NASA has announced that the Spitzer Space Telescope has confirmed the presence of seven Earth-sized planets orbiting a star called TRAPPIST-1 named for The Transiting Planets and Planetesimals Small Telescope (TRAPPIST) in Chile. Last year TRAPPIST confirmed the presence of three Earth sized planets. Spitzer has upped that number, placing three of them in the star’s Habitable Zone.

The star in question is a super cool dwarf about 40 light years away from Earth. The star puts out so little heat that the seven planets orbit it closer than Mercury does the Sun.

Scientists are conducting follow up studies of the new system using the Hubble Space Telescope and plan to continue with the James Webb Space Telescope once it has been deployed.

While no assurance exists that any of these planets contain life, the fact of the matter is that the discovery of so many Earth-sized planets where liquid water, a necessary precursor for life, is unprecedented in the history of astronomy. The discovery represents the best chance thus far of finding life that has evolved beyond this planet.

The planets could be so close to their home star that they could be tidally locked, meaning that one side permanently faces the star and one away from it, much like the moon is to the Earth.

What such a phenomenon would mean for weather patterns, not to mention the evolution of life, can only be speculated on at the current time.

Even if life has not yet evolved on any of the seven planets, it has more than enough time. The star burns so little hydrogen that it is likely to last for trillions of years, far beyond the time that the sun burns out.

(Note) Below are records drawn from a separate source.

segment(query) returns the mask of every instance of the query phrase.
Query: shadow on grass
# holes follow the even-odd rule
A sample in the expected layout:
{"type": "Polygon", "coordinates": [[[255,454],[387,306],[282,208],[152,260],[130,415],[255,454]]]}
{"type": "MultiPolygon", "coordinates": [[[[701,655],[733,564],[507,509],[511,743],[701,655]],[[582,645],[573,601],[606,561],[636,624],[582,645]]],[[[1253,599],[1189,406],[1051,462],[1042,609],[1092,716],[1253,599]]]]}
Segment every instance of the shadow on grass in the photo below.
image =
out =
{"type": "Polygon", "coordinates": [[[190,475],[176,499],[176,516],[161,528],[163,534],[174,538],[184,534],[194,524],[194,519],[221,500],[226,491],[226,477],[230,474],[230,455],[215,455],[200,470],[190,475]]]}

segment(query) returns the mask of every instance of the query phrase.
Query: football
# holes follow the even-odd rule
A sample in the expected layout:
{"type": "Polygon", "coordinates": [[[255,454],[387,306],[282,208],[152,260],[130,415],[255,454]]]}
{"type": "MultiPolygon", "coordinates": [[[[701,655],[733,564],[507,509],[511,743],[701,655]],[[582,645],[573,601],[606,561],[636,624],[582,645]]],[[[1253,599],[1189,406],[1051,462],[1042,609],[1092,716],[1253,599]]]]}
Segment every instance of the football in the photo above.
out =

On the other hand, even if none of the seven Earth-like worlds contain life, future space settlers could very well, terraform them to make them more habitable and then establish new homes beyond the interstellar gulfs. Considering the likely longevity of the star, one can imagine that such a project would ensure the survival of the human race (or whatever evolves beyond homo sapiens) for an almost unimaginable timespan.